QUAL OU QUAIS SÃO AS HIPÓTESES ETIOLÓGICAS PROVÁVEIS PARA O QUADRO
APRESENTADO POR ESTE PACIENTE?
CIRROSE HEPÁTICA ALCOÓLICA
- A cirrose hepática alcoólica representa a forma avançada da lesão hepática induzida
pelo álcool
- Caracterizada por desorganização difusa da arquitetura hepática normal com
formação de nódulos regenerativos cercados por fibrose, levando à perda da função
hepática
- O etanol é metabolizado no fígado principalmente pela enzima álcool desidrogenase,
gerando acetaldeído, um composto altamente tóxico. O aumento do estresse oxidativo,
causa danos às membranas dos hepatócitos, levando à inflamação crônica.

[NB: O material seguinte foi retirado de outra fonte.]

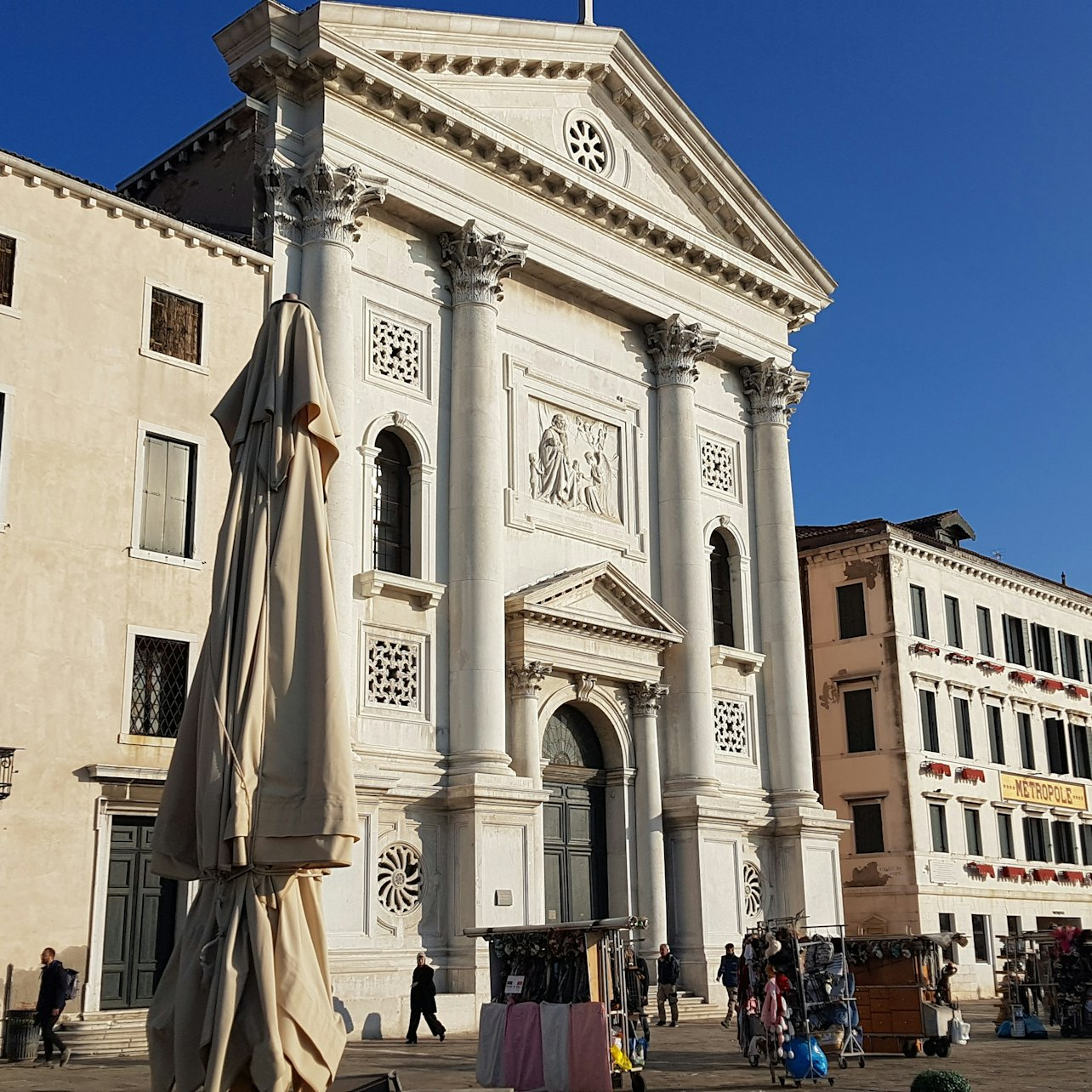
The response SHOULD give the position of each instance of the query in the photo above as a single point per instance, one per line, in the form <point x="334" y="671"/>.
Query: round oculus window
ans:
<point x="587" y="145"/>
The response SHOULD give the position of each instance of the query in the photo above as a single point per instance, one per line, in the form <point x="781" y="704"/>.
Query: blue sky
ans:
<point x="934" y="155"/>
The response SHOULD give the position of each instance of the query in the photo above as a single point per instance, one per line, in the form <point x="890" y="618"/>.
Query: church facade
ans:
<point x="556" y="324"/>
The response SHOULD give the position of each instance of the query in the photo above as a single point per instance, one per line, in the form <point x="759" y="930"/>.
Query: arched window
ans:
<point x="392" y="504"/>
<point x="719" y="579"/>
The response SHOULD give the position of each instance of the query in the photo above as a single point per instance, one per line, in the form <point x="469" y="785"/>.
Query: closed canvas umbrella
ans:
<point x="260" y="796"/>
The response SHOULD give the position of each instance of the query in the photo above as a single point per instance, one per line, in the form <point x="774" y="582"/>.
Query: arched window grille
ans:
<point x="392" y="506"/>
<point x="719" y="577"/>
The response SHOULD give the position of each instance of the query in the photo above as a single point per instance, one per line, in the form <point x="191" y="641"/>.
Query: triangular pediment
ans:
<point x="599" y="596"/>
<point x="506" y="92"/>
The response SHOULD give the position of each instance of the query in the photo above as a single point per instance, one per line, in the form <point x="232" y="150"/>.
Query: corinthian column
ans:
<point x="651" y="877"/>
<point x="774" y="391"/>
<point x="526" y="680"/>
<point x="475" y="584"/>
<point x="321" y="208"/>
<point x="684" y="560"/>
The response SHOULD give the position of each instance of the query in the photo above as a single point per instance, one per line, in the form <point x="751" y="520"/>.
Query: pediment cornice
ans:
<point x="400" y="87"/>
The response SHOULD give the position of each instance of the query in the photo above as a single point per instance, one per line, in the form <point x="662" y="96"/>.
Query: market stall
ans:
<point x="797" y="1010"/>
<point x="566" y="1010"/>
<point x="904" y="995"/>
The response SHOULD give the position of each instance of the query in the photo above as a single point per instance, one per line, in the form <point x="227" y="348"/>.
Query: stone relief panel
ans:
<point x="576" y="464"/>
<point x="573" y="466"/>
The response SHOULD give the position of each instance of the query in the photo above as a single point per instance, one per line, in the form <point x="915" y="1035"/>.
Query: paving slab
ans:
<point x="698" y="1056"/>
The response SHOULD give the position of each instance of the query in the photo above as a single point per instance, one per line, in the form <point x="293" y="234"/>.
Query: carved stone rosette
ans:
<point x="646" y="698"/>
<point x="526" y="680"/>
<point x="675" y="347"/>
<point x="774" y="391"/>
<point x="322" y="201"/>
<point x="476" y="264"/>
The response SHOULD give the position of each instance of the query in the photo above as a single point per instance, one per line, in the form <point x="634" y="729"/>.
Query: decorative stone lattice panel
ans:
<point x="753" y="891"/>
<point x="730" y="726"/>
<point x="718" y="466"/>
<point x="587" y="145"/>
<point x="396" y="352"/>
<point x="393" y="673"/>
<point x="400" y="884"/>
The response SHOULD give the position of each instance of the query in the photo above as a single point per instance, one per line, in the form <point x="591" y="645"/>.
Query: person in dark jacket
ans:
<point x="668" y="977"/>
<point x="49" y="1007"/>
<point x="729" y="973"/>
<point x="423" y="1002"/>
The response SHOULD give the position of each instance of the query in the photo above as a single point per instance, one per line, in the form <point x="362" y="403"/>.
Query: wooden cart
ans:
<point x="896" y="980"/>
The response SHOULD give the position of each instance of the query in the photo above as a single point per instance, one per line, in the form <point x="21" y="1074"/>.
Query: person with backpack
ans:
<point x="729" y="973"/>
<point x="53" y="994"/>
<point x="668" y="977"/>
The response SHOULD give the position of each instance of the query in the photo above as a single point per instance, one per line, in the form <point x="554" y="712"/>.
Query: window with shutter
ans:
<point x="7" y="270"/>
<point x="168" y="514"/>
<point x="175" y="327"/>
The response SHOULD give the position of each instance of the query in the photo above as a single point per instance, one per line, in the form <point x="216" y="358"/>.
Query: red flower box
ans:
<point x="939" y="769"/>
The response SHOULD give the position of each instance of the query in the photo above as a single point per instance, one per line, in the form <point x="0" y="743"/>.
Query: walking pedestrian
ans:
<point x="49" y="1007"/>
<point x="729" y="974"/>
<point x="668" y="977"/>
<point x="423" y="1002"/>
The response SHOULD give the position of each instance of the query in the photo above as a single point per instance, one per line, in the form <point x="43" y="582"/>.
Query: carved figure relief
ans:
<point x="577" y="464"/>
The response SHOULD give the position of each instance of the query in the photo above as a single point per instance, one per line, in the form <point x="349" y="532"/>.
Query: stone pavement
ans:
<point x="695" y="1057"/>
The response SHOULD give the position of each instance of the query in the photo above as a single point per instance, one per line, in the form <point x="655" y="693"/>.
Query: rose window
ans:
<point x="587" y="145"/>
<point x="400" y="878"/>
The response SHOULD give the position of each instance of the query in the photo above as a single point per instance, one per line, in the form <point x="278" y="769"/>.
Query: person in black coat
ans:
<point x="423" y="1002"/>
<point x="50" y="1004"/>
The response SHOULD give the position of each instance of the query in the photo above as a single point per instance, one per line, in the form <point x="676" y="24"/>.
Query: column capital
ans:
<point x="675" y="347"/>
<point x="477" y="262"/>
<point x="321" y="201"/>
<point x="774" y="390"/>
<point x="526" y="679"/>
<point x="646" y="698"/>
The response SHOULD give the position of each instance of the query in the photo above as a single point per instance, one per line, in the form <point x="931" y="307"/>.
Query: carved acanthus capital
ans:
<point x="676" y="346"/>
<point x="321" y="201"/>
<point x="526" y="679"/>
<point x="646" y="698"/>
<point x="774" y="390"/>
<point x="476" y="262"/>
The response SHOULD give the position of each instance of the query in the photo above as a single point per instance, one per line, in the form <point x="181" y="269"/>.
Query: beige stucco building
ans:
<point x="953" y="727"/>
<point x="120" y="327"/>
<point x="562" y="524"/>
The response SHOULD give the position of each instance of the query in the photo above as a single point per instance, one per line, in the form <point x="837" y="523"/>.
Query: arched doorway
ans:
<point x="573" y="819"/>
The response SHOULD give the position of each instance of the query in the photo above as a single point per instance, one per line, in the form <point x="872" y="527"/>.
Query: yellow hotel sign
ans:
<point x="1055" y="794"/>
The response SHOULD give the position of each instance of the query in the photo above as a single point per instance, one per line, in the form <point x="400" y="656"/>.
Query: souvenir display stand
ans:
<point x="1049" y="974"/>
<point x="797" y="1010"/>
<point x="902" y="996"/>
<point x="564" y="1011"/>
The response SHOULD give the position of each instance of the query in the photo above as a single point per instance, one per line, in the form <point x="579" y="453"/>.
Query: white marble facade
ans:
<point x="533" y="266"/>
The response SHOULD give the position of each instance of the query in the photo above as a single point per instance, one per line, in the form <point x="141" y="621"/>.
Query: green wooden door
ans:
<point x="134" y="906"/>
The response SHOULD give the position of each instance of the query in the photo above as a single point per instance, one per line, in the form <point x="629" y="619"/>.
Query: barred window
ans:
<point x="176" y="327"/>
<point x="392" y="504"/>
<point x="161" y="675"/>
<point x="7" y="270"/>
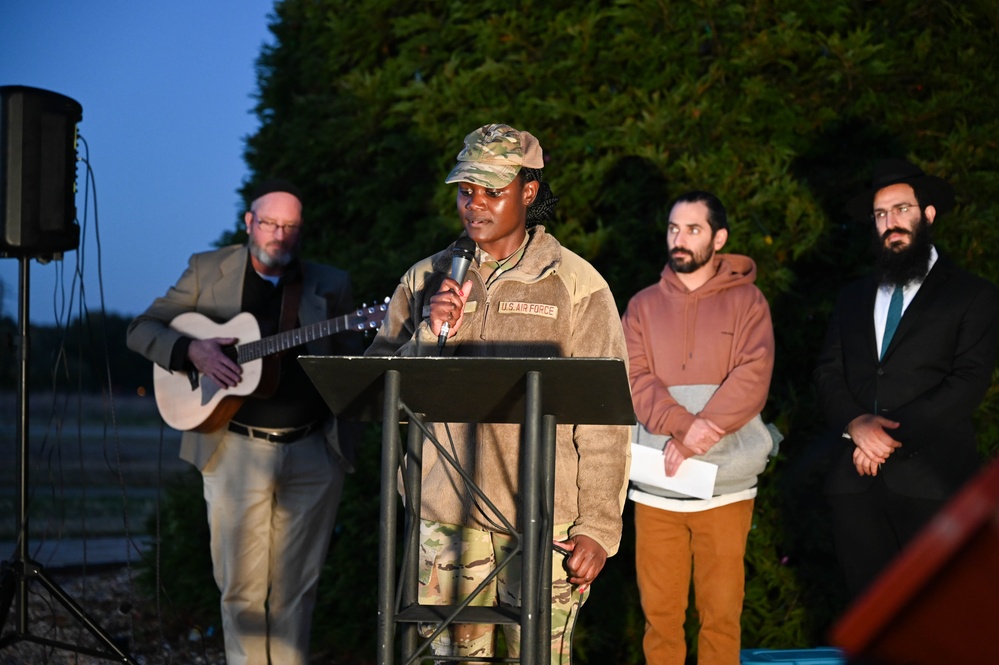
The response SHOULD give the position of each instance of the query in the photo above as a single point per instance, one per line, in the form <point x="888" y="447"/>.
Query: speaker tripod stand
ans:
<point x="20" y="571"/>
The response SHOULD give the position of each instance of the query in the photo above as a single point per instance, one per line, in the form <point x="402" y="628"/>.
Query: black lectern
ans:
<point x="536" y="392"/>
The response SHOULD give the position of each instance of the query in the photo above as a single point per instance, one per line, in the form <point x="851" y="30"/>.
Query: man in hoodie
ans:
<point x="701" y="353"/>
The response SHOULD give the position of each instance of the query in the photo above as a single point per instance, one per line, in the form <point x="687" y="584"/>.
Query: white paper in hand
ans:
<point x="694" y="478"/>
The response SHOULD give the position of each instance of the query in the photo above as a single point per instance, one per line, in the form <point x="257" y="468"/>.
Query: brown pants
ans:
<point x="712" y="544"/>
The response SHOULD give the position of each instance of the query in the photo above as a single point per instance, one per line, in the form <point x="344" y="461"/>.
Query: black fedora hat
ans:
<point x="937" y="191"/>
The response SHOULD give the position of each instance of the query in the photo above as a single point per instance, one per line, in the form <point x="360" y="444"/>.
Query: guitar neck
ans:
<point x="291" y="338"/>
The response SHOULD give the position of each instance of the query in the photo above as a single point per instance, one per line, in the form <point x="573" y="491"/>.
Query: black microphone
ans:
<point x="461" y="257"/>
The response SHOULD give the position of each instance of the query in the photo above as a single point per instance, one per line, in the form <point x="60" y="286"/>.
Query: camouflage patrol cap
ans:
<point x="493" y="156"/>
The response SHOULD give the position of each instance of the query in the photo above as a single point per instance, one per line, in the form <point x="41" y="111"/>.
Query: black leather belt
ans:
<point x="286" y="436"/>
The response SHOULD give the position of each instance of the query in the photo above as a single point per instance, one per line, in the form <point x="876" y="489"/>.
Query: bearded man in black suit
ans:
<point x="907" y="359"/>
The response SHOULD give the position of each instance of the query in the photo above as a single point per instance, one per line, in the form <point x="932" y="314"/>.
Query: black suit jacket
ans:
<point x="933" y="376"/>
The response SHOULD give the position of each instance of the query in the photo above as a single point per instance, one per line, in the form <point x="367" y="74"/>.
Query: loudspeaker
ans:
<point x="37" y="172"/>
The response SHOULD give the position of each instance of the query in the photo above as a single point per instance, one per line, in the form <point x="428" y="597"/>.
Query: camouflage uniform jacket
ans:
<point x="551" y="304"/>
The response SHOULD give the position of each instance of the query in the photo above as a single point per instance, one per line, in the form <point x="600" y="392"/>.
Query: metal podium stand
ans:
<point x="536" y="392"/>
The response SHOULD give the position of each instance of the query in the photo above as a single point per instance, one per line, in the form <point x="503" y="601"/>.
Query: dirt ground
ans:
<point x="117" y="608"/>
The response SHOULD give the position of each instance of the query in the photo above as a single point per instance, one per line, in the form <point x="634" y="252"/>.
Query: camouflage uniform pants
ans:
<point x="455" y="559"/>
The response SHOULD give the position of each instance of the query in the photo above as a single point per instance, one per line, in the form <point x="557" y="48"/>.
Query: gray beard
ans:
<point x="279" y="261"/>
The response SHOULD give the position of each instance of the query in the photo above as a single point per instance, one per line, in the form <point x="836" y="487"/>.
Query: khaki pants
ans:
<point x="271" y="510"/>
<point x="668" y="546"/>
<point x="454" y="560"/>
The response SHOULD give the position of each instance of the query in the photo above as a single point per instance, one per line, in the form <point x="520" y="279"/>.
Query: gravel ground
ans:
<point x="116" y="606"/>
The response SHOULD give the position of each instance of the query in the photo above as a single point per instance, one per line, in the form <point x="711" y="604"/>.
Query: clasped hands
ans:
<point x="873" y="443"/>
<point x="700" y="437"/>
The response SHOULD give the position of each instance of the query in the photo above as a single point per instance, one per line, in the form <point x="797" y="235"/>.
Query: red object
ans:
<point x="938" y="602"/>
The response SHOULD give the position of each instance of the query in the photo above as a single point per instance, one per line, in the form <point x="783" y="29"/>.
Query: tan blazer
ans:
<point x="212" y="285"/>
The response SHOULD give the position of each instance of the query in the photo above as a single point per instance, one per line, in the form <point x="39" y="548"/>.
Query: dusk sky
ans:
<point x="167" y="95"/>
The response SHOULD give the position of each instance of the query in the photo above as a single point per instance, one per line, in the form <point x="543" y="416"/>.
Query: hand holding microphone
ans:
<point x="461" y="258"/>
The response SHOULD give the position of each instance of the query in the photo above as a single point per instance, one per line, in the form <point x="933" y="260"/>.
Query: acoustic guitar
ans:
<point x="193" y="401"/>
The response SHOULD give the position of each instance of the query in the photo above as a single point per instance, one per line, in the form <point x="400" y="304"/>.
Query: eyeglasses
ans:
<point x="880" y="215"/>
<point x="271" y="227"/>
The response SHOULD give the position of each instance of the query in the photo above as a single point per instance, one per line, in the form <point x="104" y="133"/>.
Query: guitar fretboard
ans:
<point x="292" y="338"/>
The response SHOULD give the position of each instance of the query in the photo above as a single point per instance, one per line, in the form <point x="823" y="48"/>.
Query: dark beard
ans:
<point x="694" y="262"/>
<point x="899" y="267"/>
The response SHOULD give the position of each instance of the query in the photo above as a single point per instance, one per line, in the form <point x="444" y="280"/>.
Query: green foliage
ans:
<point x="178" y="569"/>
<point x="781" y="108"/>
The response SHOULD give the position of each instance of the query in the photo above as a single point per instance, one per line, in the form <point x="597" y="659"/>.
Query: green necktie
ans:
<point x="894" y="316"/>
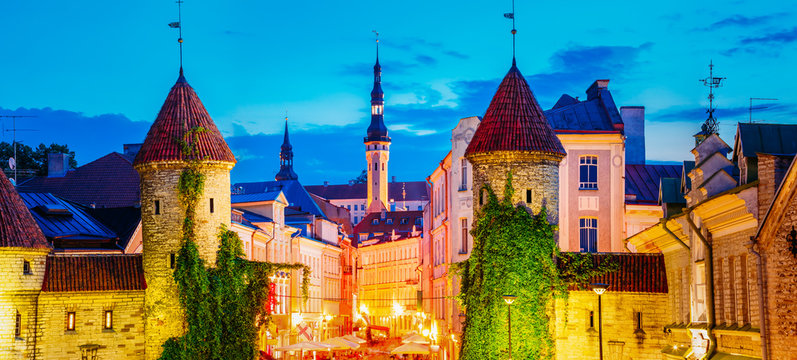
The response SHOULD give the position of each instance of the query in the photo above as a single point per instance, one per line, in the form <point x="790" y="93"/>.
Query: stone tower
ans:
<point x="23" y="257"/>
<point x="159" y="164"/>
<point x="515" y="136"/>
<point x="377" y="146"/>
<point x="286" y="159"/>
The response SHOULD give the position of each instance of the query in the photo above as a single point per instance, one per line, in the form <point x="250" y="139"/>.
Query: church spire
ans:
<point x="286" y="158"/>
<point x="377" y="131"/>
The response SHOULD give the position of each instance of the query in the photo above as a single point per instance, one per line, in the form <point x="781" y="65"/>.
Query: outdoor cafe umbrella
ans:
<point x="354" y="339"/>
<point x="411" y="348"/>
<point x="415" y="338"/>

Como
resposta inflamatória, ocorre a formação de fibrose hepática progressiva
HIPERTENSÃO PORTAL
- A hipertensão portal é o aumento da pressão no sistema porta, secundário a uma
resistência ao fluxo sanguíneo portal
- As alterações decorrentes da cirrose distorcem a arquitetura vascular intra-hepática,
comprimindo e obstruindo os sinusoides hepáticos e ramos da veia porta intra-
hepáticos (↑ resistência → ↑ pressão na veia porta)
- Como resposta há vasodilatação esplâncnica que aumenta o fluxo sanguíneo para a veia
porta agravando ainda mais a hipertensão portal
- As quatro principais consequências da hipertensão portal são: (1) encefalopatia
hepática; (2) ascite; (3) formação de derivações venosas portossistêmicas; e (4)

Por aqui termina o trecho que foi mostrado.